De nombreux automobilistes branchent leur véhicule à domicile, souvent la nuit, afin de bénéficier de tarifs avantageux et d’une batterie pleine le lendemain. Mais dès le 1er novembre 2025, le système tarifaire des heures pleines et creuses pourrait évoluer. Cette réforme planifiée par la Commission de régulation de l’énergie (CRE) vise essentiellement à contrebalancer la production et la consommation. Mais elle risque aussi de modifier les habitudes de certains électromobilistes et d’alourdir leur facture.
Une nouvelle répartition des heures creuses motivée par les énergies renouvelables
Jusqu’à présent, le système heures pleines/heures creuses était assez simple. Les 14,5 millions de foyers français souscrivant cette option tarifaire rechargent leur voiture électrique la nuit à moindre coût, à raison de 0,1635 € le kWh contre 0,2081 € en heures pleines, alors que le tarif de base est établi à 0,1952 €. Une différence qui peut représenter plusieurs dizaines d’euros d’économies tous les mois, surtout pour les gros rouleurs.
Cependant, la CRE compte y apporter quelques changements, sachant que pour alimenter le réseau électrique, les énergies renouvelables sont de plus en plus sollicitées. En réalité, avec l’essor des parcs éoliens et centrales solaires, la production d’électricité ne coïncide plus forcément avec les périodes de forte consommation. À titre d’exemple, le solaire produit son maximum entre 10 h et 16 h, plage horaire durant laquelle la demande domestique est pourtant basse. Les pics de consommation se situent le matin de 8 h à 12 h et le soir de 17 h à 20 h.
Afin d’inciter les Français à utiliser l’électricité quand elle est plus disponible, la CRE a donc décidé de diminuer les heures creuses nocturnes et de déplacer jusqu’à trois heures creuses en journée, entre 11 h et 17 h. Cette réforme prendra progressivement effet jusqu’en 2027, avec des ajustements effectués par Enedis, en fonction des besoins du réseau et des saisons. Certains foyers pourront conserver une grande partie de leurs heures creuses nocturnes, alors que d’autres devront s’adapter à cette nouvelle répartition.

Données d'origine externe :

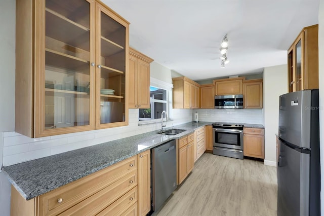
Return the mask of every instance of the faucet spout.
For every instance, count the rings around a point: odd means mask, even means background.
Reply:
[[[163,124],[163,114],[164,113],[165,116],[166,117],[166,122],[165,124]],[[162,111],[162,113],[161,113],[161,130],[163,130],[164,128],[167,127],[167,121],[168,121],[168,115],[167,114],[167,112],[166,111],[164,110]]]

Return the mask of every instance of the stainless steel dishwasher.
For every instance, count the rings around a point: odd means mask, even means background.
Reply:
[[[152,209],[158,210],[177,188],[176,141],[151,149]]]

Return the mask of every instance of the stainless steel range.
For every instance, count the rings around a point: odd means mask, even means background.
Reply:
[[[243,124],[213,124],[213,154],[243,159]]]

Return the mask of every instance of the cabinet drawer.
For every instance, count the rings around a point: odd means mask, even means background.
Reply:
[[[137,215],[137,187],[135,187],[99,214],[102,215]],[[134,206],[136,207],[134,208]],[[129,211],[129,210],[131,210]],[[134,212],[135,214],[132,213]]]
[[[126,195],[131,195],[132,200],[128,201],[131,201],[132,204],[130,206],[132,205],[134,202],[137,201],[137,172],[135,171],[126,175],[122,179],[69,208],[60,215],[94,215],[111,203],[114,203],[114,202],[119,197],[124,197]],[[130,195],[130,192],[127,192],[135,186],[136,186],[136,197],[133,194]],[[132,191],[132,193],[135,194],[135,191]],[[124,195],[124,194],[125,195]]]
[[[243,128],[243,133],[250,134],[263,135],[264,130],[263,128],[254,128],[250,127],[245,127]]]
[[[197,150],[205,146],[205,139],[201,139],[197,142]]]
[[[197,135],[197,138],[196,139],[196,141],[198,142],[204,139],[205,139],[205,133],[200,133],[200,134]]]
[[[40,196],[39,213],[57,214],[134,172],[137,172],[137,156]]]
[[[204,145],[200,146],[199,149],[197,149],[197,158],[199,158],[202,154],[205,153],[205,148],[204,147]]]
[[[201,127],[200,128],[198,128],[196,130],[196,134],[197,135],[203,133],[205,132],[205,127]]]
[[[189,134],[188,135],[188,142],[190,142],[191,141],[193,141],[193,140],[194,139],[194,134],[193,134],[193,133],[191,133],[191,134]]]
[[[181,139],[179,139],[179,148],[180,149],[182,147],[185,146],[188,143],[188,137],[185,136]]]

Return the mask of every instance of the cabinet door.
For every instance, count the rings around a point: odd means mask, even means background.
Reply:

Quels impacts pour les propriétaires de voitures électriques ?
Cette décision pourrait avoir un impact non négligeable sur un grand nombre d’électromobilistes. Jusqu’ici, la recharge nocturne constituait la solution la plus simple et la plus économique. Il suffit de brancher la voiture en rentrant le soir pendant les heures creuses, et repartir le matin avec une batterie rechargée. Mais la diminution de ces plages horaires pourrait compliquer le calcul.
En pratique, plusieurs conducteurs pourraient ne pas jouir des nouvelles heures creuses en journée. Ceux qui travaillent à l’extérieur n’ont probablement pas la possibilité de recharger leur véhicule chez eux entre 11 h et 17 h. Ils devront alors continuer à recharger la nuit, et malheureusement estimer leur consommation en tenant compte du tarif heures pleines.
Par ailleurs, d’après un sondage réalisé en 2024, seulement 26 % des propriétaires de voitures électriques programment leur recharge en fonction des périodes de faible demande. Autrement dit, près des trois quarts laissent leur véhicule branché sans optimiser leur consommation. Par conséquent, cette nouvelle réforme pourrait davantage augmenter les factures.
La nouvelle répartition des heures creuses pourrait grandement désavantager les automobilistes ayant l’habitude de charger leur voiture la nuit. Pour y remédier, il serait peut-être judicieux de proposer un mode de recharge plus intelligent, qui permettrait d’ajuster plus facilement la consommation à la production d’électricité renouvelable. D’ici là, les automobilistes devront déjà s’habituer à effectuer leurs recharges différemment et éventuellement investir dans des options plus sophistiquées. Autrement, la facture pourrait être plus salée.